Updated: Aug 9, 2019

We make acclimation climbs is for a more successful summit bid. The human body doesn’t acclimate well first time we reach a new altitude, especially if the elevation gain is more than 1000m. However, once we’ve passed the uncomfortable phase, our body will have memories of how to adjust to the oxygen levels at that altitude, which is why acclimation climbs are so helpful and necessary.


Basecamp at dawn on 7/8.

On Muztagh Ata, climbers usually make two acclimation climbs. The first one is done in a day, during which we travel from BC to C1, then back to BC on the same day. Today is the day of the first acclimation climb.


Group photo!

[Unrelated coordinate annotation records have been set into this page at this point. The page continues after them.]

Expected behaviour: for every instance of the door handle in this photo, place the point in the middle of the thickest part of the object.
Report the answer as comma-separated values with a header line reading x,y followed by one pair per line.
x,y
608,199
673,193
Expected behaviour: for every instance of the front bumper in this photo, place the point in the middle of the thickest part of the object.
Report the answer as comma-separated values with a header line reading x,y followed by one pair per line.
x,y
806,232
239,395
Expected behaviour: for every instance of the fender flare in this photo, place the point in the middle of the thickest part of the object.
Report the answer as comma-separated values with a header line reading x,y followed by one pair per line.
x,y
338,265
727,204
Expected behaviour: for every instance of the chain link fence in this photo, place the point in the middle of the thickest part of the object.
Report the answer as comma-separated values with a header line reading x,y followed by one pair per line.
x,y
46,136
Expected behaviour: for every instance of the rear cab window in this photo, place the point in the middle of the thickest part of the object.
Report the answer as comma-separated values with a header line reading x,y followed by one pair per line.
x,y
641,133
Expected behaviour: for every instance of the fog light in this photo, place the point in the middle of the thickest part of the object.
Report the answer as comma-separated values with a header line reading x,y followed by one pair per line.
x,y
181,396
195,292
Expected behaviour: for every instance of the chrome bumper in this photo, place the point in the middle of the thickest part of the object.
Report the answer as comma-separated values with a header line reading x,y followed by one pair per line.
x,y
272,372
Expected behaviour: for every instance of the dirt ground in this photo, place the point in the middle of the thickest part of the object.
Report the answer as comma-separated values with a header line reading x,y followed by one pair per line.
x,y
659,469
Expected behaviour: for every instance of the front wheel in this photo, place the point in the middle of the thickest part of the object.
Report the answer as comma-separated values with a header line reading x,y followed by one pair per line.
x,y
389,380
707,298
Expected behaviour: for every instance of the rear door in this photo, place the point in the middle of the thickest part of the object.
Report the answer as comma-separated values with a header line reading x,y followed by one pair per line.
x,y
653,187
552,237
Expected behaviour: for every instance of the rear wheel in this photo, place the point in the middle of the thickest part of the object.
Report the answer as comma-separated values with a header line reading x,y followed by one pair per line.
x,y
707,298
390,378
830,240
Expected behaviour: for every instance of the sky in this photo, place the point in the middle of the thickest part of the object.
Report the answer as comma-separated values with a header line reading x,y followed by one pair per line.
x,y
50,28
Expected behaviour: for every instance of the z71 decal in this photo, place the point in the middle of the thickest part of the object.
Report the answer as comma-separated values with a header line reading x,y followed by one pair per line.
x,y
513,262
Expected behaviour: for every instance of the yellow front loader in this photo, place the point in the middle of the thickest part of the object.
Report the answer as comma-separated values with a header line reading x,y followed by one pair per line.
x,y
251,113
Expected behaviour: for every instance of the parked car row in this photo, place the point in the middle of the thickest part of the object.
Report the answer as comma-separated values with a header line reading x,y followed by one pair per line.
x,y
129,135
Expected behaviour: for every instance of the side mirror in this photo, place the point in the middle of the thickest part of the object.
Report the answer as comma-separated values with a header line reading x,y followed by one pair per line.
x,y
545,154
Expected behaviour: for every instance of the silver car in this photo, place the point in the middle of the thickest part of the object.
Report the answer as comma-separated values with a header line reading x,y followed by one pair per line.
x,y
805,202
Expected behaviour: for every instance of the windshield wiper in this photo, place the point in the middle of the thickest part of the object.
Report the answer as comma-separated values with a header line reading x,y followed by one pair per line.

Taken before we left.

C1 is situated at 5500m (18200 feet), which was not too high relative to what most climbers on the team had done. The route has two sections, roughly equal in elevation gain: a rocky, dusty trail and then a snow slope. We left at around 12 p.m.


Leaving.

I’ve always hated rocky trails because they’re boring to walk on and hurt my feet. However, this one felt fine, probably due to the better fitness condition I was in. Once I’m on the trail, I felt how gigantic the mountain is again. Just the rocky section took us three hours, with good weather and virtually no wind.


Rocky.

Rocky.

You can see basecamp on the left of the photo if you zoom in.

Advanced Base Camp (ABC) marks the end of the rocky section. From there, we change into our climbing boots and snowshoes to ascend the subsequent snow slope. Acclimation climbs are also good for caching equipment like snowshoe. When we return from C1, we can just leave the boots and the snowshoes at ABC instead of carrying it up from basecamp again. Having 15 pounds less in the backpack really saves some energy when the time comes to summit.


ABC is the cluster of yellow tents found on the right.

ABC on the left now.

The snow slope was TORTUROUS to walk on. Everywhere, besides people’s apparel, was just plain, white snow. Even with a pair 3+ rated mountaineering goggles, my eyes still got very irritated from looking at the white plane of snow. The slope itself is endless. The distance walked is probably half that of the rocky section, but it is significantly steeper. Muztagh Ata has a reputation of having very “gentle” slopes, yet my experience was that these slopes are not gentle at all.


You can't even see the end from here.

Hello.

One must not be tempted to look up when walking the snow slope. At ABC, you cannot even see where C1 is. After an hour of walking, you can finally see some yellow dots up high under the glacier of C2. Two hours later, the tents are not getting bigger. They’re still small. One specialty of Muztagh Ata was that, you can usually see the camp, but you can never get there.


The tent on the right corner was the halfway mark.


After seven hours, I finally got to C1 at around 6 p.m.. I just had time to sip some water before the guides shouted everyone to descend, because it was getting very cold up there, and none of us brought out expedition suit along.


Arrived.

When I arrived at C1, I can already feel like there’s something wrong with my lungs. It hurts to breathe, eat, and drink. Therefore, I hurried down, even sliding at some snow sections and running at some rock sections (which was terrible for my knees). The consequence — I squeezed my toe nails to hard that the thumb became purple, and the pinky was blistered.


Not going to show the nail, but here's a marmot.

So the result of my first acclimation climb wasn’t great: injured lung, injured toe nails. Luckily, there were melons at basecamp. Thank God.